If you’ve been following the blog this week, you know that I’ve been on a mission to do more things with my dog. That’s because she’s an amazing dog who deserves more attention than I’ve given her in recent months. This week has been all about doing things with your dog, and today we tackle another topic: how to grind dog nails with a Dremel.
How to grind dog nails with Dremel?
The key to successfully grinding your dog’s nails is to keep them distracted. Remember, while you are controlling the dremel tool, they are in control of whether or not they want their nails ground.
You will need treats to distract them, so plan accordingly and make sure that you have a good supply on hand. Treats should be small enough for your dog to eat quickly, but big enough that they can’t fit into their mouths all at once (that way you don’t lose track of which piece of treat went where). A good size for most dogs is about 1/4″ in diameter and 1/8″ thick—but use whatever size works best for your dog!
Treats should also be soft enough so that if the dog bites down too hard he won’t hurt himself (not recommended), but hard enough that he doesn’t swallow it whole when he’s chewing (also not recommended). I recommend using soft and chewy treats like chicken jerky strips or freeze-dried liver cubes (my personal favorite). Just make sure whatever treat you choose has been approved by your vet as safe for dogs—more than once during this project I accidentally gave my pup an extra large chunk of rawhide due to poor planning. Once again: always check with your veterinarian before giving people food items!

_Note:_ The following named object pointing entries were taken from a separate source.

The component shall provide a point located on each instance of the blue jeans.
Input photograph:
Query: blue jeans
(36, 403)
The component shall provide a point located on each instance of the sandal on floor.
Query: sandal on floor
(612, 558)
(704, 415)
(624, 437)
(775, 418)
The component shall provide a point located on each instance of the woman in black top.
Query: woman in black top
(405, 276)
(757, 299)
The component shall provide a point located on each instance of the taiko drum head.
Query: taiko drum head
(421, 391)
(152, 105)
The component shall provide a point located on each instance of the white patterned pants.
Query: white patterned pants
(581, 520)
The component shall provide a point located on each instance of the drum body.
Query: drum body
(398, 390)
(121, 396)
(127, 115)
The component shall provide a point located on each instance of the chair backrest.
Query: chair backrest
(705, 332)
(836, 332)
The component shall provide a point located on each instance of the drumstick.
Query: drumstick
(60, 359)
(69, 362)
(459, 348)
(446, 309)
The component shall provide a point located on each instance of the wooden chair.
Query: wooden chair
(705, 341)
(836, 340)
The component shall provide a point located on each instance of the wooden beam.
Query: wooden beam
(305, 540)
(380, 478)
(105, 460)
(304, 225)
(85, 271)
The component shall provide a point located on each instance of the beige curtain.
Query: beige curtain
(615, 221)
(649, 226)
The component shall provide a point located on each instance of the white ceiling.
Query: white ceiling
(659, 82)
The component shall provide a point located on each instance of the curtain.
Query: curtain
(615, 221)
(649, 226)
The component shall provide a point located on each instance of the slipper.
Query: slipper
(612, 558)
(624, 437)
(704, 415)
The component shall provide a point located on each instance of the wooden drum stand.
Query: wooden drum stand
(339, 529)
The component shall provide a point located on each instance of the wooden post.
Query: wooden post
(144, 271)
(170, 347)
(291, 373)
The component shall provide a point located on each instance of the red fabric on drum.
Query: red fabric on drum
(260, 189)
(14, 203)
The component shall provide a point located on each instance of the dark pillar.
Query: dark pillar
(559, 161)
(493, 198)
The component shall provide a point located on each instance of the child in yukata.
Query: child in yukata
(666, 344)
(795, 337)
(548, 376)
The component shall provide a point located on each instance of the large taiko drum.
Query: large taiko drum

Plan to have a helper on hand if this is your first time doing this task
Before you begin, make sure you have a helper. It is much easier to hold the dog’s paw if someone else is there to help you out. If you are a first-timer, having an extra set of hands could be crucial—especially when it comes time to file down their nails.
If neither option is available, keep your grip on the paw as tight as possible. A good way to do so is by placing one hand under their foot and then placing your other hand over the top of both feet. This will allow for better control when filing down the nail with a Dremel tool (or any other type).
Get your dog used to having her paws handled
To make sure that your dog is comfortable with you touching her paws, try to get her used to the sensation as much as possible. Try gently holding one of her paws and giving it a gentle massage with the palm of your hand. If she seems okay with this, try repeating the process on all four paws. If she’s still nervous, try using small treats to lure her into position so that she can’t back away from you when placing a treat on top of their paw.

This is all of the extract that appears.